GFG Group Executive Chairman Sanjeev Gupta said that he was thrilled with the deal. “The addition of high-quality specialized facilities at Johnstown further strengthens our existing facilities at Georgetown and Peoria.”
“We are excited to be joining the GFG family of global businesses and see this as a tremendous opportunity to further our position as a leading manufacturer of steel wire in North America,” said Johnstown Wire Technologies President and CEO Jack Miller.
International Wire Group Holdings, Inc. (IWG)—which per its website is the largest bare copper wire and copper wire products manufacturer in the U.S., with operations in Europe—announced that it has agreed to be acquired by affiliates of Atlas Holdings LLC (Atlas) for $10.70 a share.
A press release said that IWG’s board of directors unanimously approved the transaction, and recommended that stock holders approve the deal. Atlas owns and operates 18 manufacturing and distribution businesses, with more than 17,000 employees and 150 facilities worldwide. Those sectors include automotive products and services, building materials, capital equipment, chemicals, construction, energy, equipment fabrication, industrial distribution, metals and metal fabrication, packaging and paper products.
The transaction, the release said, is also subject to approvals. If the deal goes forward, it would be expected to close early in the second quarter of 2019..
IWG, based in Camden, New York, with its subsidiaries, manufacture and market wire products that include bare and tin-plated copper wire, engineered wire products and high performance conductors for other insulated wire manufacturers and OEMs. It also has facilities in France, Italy and Poland.

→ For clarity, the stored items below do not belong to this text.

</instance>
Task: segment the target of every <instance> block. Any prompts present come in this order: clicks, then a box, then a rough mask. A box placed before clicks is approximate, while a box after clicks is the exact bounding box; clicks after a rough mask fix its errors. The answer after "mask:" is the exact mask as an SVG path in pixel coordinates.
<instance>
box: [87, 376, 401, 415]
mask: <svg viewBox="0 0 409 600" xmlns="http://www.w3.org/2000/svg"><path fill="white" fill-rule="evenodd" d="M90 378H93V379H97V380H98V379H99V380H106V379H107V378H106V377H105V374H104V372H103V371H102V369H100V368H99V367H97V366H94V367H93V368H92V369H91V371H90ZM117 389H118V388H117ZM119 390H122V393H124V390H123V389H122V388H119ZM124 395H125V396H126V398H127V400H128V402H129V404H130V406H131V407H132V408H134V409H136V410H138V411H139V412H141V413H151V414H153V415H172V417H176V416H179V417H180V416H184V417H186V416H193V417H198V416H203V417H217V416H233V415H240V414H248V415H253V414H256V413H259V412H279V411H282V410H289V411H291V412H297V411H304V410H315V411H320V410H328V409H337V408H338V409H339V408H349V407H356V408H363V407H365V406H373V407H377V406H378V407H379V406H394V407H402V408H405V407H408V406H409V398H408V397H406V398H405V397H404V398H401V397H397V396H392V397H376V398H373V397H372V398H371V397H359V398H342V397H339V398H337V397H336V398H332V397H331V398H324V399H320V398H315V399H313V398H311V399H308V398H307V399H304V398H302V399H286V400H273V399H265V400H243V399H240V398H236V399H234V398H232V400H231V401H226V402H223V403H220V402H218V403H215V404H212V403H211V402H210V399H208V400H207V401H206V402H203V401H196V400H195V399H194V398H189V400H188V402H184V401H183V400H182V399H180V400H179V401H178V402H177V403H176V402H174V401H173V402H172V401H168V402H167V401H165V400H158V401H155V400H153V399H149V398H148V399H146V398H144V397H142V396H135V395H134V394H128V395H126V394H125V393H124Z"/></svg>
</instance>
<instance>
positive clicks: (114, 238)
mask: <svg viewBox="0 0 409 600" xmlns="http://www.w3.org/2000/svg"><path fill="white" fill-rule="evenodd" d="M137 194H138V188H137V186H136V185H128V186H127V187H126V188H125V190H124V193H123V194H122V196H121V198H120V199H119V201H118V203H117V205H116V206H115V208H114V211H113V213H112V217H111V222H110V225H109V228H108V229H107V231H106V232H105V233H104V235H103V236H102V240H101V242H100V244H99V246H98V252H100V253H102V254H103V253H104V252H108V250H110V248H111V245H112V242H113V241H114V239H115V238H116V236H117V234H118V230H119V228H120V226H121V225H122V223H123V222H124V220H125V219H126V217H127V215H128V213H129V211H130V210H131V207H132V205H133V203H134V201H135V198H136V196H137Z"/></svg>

Per its webpage, IWG—formed in 1995 through the combination of Wirekraft Industries and Omega Wire, joined that year by Ristance Corporation and Electro Components De Mexico—saw considerable growth in the following years. It expanded in 1996 with the addition of Dekko Wire Technologies amd Camden Wire in 1997, Spargo Wire and Italtrecce in 1998, Forissier in 1999, PD High Performance Conductors in 2006, Hamilton Products in 2008, Global Wire (Wyre Wynd, Negev, Montgomery Wire) in 2008 and Ffhoenix Cuivre in 2011.
Chroma Color Corporation (CCC) announced that it has acquired Polymer Concentrates Inc. (PCI), a privately held company that develops and manufactures color concentrates for the international plastics industry.
A press release said that acquiring PCI, based in Clinton, Massachusetts, further bolsters the manufacturing footprint of Chroma Color. Terms of the deal were not disclosed. “Over the past five decades, Polymer Concentrates Inc. has forged deep relationships with a wide range of customers in the automotive, communication technology, wire-cable, housewares, netting, packaging, and other specialty industries,” it said.
“We were very excited when we saw the opportunity to add Polymer Concentrates Inc. to the Chroma family,” said Chroma Color Corporation CEO Tom Bolger. “The company has a solid reputation in the marketplace and its facility is very close to our plant in Leominster, Massachusetts.” He added that the two companies complementary product lines, but distinctly different customer bases. “That makes this acquisition very attractive allowing us to offer a broader suite of products to the customers of both the legacy Chroma and PCI.”
Chroma Color Corporation serves multiple markets, including wire and cable. It was formed in 2018 when four well-established color concentrate companies (Breen, Hudson, Carolina, and Chroma Colors) combined their resources to form the single business entity.